La Iglesia, los consagrados, los apóstoles, cuanto más arriba estemos en la Iglesia, más necesitados estamos de santidad, de esta oración continua ante el Sacerdote y Víctima de la santificación, nuestro Señor Jesucristo. ¡Qué diferencias a veces entre seminarios y seminarios! ¡Qué alegría ver realizados los propios sueños en los seminarios!

¿No hemos sido creados para vivir la unión eterna con Dios por la participación en gracia de su misma vida en felicidad y amor? ¿No es triste que por no aspirar o no tender o no haber llegado a esta meta, para la que únicamente fuimos creados, y es la razón, en definitiva, de nuestro apostolado y tareas con niños, jóvenes y adultos, nos quedemos muchas veces, a veces toda la vida, en zonas intermedias de apostolado, formación y vida cristiana, sin al menos dirigir la mirada y tender hacia el fin, hacia la meta, hacia la unión y la vida de plena glorificación en Dios?

¿La deseamos? ¿Está presente en nuestras vidas y apostolado? Para mí que estas realidades divinas sólo se desean si se viven. El misterio de Dios no se comprende hasta que no se vive. Y el camino de esta unión es la oración, la oración y la oración personal en conversión permanente, que nos va vaciando de nosotros mismos para llenarnos sólo de Dios en nuestro ser, cuerpo y espíritu, sentidos y alma, especialmente en la liturgia, en la Eucaristía, hasta llegar a estos grados de unión y amor divinos.

Dios nos conceda, pidamos tener predicadores que hayan experimentado la Palabra que predican, que se hayan hecho palabra viva en la Palabra meditada; celebrantes de la Eucaristía que sean testigos de lo que celebran y tengan los mismos sentimientos de Cristo víctima, sacerdote y altar, porque de tanto celebrar y contemplar Eucaristía se han hecho eucaristías perfectas en Cristo; orantes que se sientan habitados por la Santísima Trinidad, fundidos en una sola realidad en llamas del mismo fuego quemante y gozoso de Dios, que su Espíritu Santo, para que, desde esa unión en llamas con Dios, puedan quemar a los hermanos a los que son enviados con esta misión de amor en el Padre, en el Hijo por la potencia de amor del Espíritu Santo. 

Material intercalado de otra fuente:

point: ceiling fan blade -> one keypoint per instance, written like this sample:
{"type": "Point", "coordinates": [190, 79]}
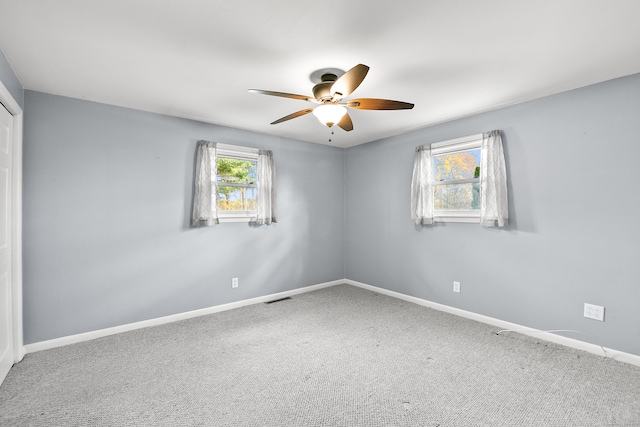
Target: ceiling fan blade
{"type": "Point", "coordinates": [349, 81]}
{"type": "Point", "coordinates": [346, 123]}
{"type": "Point", "coordinates": [284, 95]}
{"type": "Point", "coordinates": [378, 104]}
{"type": "Point", "coordinates": [293, 115]}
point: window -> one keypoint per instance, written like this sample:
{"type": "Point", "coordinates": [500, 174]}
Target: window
{"type": "Point", "coordinates": [233, 184]}
{"type": "Point", "coordinates": [236, 183]}
{"type": "Point", "coordinates": [461, 180]}
{"type": "Point", "coordinates": [456, 179]}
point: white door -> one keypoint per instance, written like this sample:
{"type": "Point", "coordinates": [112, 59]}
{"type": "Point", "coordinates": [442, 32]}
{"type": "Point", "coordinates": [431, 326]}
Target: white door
{"type": "Point", "coordinates": [6, 303]}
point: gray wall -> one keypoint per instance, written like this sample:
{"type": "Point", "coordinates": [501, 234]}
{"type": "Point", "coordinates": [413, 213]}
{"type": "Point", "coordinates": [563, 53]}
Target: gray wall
{"type": "Point", "coordinates": [107, 204]}
{"type": "Point", "coordinates": [10, 81]}
{"type": "Point", "coordinates": [573, 163]}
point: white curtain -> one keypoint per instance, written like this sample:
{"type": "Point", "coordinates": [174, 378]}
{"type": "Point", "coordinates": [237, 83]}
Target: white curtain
{"type": "Point", "coordinates": [266, 209]}
{"type": "Point", "coordinates": [493, 182]}
{"type": "Point", "coordinates": [204, 200]}
{"type": "Point", "coordinates": [421, 187]}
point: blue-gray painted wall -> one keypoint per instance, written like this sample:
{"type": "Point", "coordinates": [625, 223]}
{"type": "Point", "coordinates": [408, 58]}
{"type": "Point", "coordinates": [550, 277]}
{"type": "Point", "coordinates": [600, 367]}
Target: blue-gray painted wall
{"type": "Point", "coordinates": [10, 81]}
{"type": "Point", "coordinates": [107, 207]}
{"type": "Point", "coordinates": [573, 163]}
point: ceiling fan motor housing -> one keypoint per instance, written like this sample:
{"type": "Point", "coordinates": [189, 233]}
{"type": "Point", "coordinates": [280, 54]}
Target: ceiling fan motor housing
{"type": "Point", "coordinates": [322, 90]}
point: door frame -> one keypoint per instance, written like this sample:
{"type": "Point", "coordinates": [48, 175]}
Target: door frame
{"type": "Point", "coordinates": [15, 110]}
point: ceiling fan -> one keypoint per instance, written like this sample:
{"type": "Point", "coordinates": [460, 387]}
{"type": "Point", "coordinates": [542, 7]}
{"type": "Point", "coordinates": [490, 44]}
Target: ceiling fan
{"type": "Point", "coordinates": [329, 93]}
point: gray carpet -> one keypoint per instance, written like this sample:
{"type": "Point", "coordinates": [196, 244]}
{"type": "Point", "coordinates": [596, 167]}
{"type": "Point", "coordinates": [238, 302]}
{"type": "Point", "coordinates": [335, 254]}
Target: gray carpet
{"type": "Point", "coordinates": [340, 356]}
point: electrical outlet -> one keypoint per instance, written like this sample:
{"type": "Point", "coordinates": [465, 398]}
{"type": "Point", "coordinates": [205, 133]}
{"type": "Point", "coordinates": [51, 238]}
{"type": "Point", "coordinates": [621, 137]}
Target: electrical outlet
{"type": "Point", "coordinates": [592, 311]}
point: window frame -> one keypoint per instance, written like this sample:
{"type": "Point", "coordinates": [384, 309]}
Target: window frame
{"type": "Point", "coordinates": [452, 146]}
{"type": "Point", "coordinates": [240, 153]}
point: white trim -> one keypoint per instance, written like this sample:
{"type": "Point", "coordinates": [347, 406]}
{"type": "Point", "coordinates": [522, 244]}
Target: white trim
{"type": "Point", "coordinates": [620, 356]}
{"type": "Point", "coordinates": [465, 143]}
{"type": "Point", "coordinates": [88, 336]}
{"type": "Point", "coordinates": [14, 109]}
{"type": "Point", "coordinates": [228, 150]}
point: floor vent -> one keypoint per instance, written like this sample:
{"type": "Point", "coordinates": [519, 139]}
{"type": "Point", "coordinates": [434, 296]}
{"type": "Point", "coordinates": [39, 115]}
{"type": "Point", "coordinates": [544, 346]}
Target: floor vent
{"type": "Point", "coordinates": [277, 300]}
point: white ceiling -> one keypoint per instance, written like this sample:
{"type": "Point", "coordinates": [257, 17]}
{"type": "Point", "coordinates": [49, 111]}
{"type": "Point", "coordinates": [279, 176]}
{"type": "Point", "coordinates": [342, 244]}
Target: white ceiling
{"type": "Point", "coordinates": [197, 58]}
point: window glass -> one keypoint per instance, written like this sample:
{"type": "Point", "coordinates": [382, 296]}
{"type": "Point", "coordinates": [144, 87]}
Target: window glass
{"type": "Point", "coordinates": [456, 181]}
{"type": "Point", "coordinates": [461, 165]}
{"type": "Point", "coordinates": [237, 189]}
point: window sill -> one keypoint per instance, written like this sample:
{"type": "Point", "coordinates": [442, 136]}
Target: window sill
{"type": "Point", "coordinates": [443, 219]}
{"type": "Point", "coordinates": [235, 219]}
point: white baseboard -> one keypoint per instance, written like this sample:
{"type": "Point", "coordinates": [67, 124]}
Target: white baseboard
{"type": "Point", "coordinates": [620, 356]}
{"type": "Point", "coordinates": [88, 336]}
{"type": "Point", "coordinates": [547, 336]}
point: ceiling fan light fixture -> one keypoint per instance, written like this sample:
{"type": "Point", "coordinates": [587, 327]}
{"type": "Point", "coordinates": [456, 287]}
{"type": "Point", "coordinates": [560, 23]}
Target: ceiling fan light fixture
{"type": "Point", "coordinates": [329, 114]}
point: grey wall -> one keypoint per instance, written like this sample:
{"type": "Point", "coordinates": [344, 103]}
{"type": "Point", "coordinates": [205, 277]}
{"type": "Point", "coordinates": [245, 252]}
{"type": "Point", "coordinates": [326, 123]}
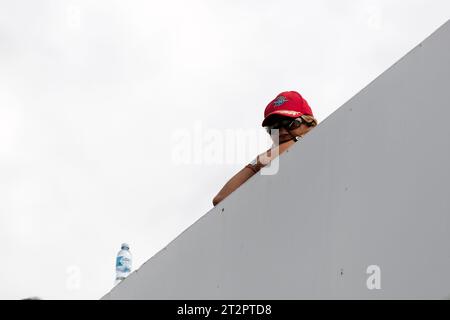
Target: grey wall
{"type": "Point", "coordinates": [369, 186]}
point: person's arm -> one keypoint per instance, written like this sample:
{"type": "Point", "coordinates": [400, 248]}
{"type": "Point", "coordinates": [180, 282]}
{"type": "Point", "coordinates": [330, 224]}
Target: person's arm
{"type": "Point", "coordinates": [235, 182]}
{"type": "Point", "coordinates": [251, 169]}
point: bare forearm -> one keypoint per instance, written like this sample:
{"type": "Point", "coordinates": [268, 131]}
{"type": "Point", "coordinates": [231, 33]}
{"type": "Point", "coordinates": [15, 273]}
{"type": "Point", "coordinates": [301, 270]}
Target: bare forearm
{"type": "Point", "coordinates": [239, 178]}
{"type": "Point", "coordinates": [235, 182]}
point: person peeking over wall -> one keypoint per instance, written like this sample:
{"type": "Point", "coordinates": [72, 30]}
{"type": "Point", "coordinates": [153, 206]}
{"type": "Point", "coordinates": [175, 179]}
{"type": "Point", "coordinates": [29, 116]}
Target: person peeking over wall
{"type": "Point", "coordinates": [287, 118]}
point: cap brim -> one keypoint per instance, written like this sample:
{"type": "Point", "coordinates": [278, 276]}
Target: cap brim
{"type": "Point", "coordinates": [286, 113]}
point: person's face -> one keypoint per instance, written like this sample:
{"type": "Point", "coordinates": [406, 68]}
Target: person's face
{"type": "Point", "coordinates": [285, 134]}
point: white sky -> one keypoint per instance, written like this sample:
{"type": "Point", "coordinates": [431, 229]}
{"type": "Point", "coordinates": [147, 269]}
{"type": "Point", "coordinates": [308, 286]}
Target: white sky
{"type": "Point", "coordinates": [92, 92]}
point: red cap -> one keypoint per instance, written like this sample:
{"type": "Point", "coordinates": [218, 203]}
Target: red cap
{"type": "Point", "coordinates": [289, 104]}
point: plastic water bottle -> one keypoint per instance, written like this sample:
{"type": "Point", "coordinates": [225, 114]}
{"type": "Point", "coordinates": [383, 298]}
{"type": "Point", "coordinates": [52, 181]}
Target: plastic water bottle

Si no se llega, tendemos o se camina por esta senda de santidad, de la unión total con el Señor por la oración personal, todo trabajo apostólico tenderá a ser más profesional que apostólico; sacerdocio como profesión, no como misión, en lugar y en la persona de Cristo; habrá acciones y más acciones, pero muchas de ellas no serán apostólicas porque faltará el Espíritu de Cristo: habrá bautizados, pero no convertidos; casados en la Iglesia, marco bonito para fotos, pero no en Cristo, en el amor y promesa de amar como Cristo, con amor total, único y exclusivo; habrá Confirmados pero sin Pentecostés, porque allí no puede entrar el Espíritu Santo, por muchos cantos y adornos que hayamos hecho, eso no es liturgia divina, falta lo principal, la fe y el amor a Cristo.

 Y para todo esto, para hacer el apostolado de Cristo, hay que seguir su consejo: “Vosotros venid a un sitio aparte… el Señor llamó a los que quiso para estar con Él y enviarlos a predicar”; el“estar con Él” es condición indispensable para “enviarlos a predicar” para hacer el apostolado en el nombre y espíritu de Cristo.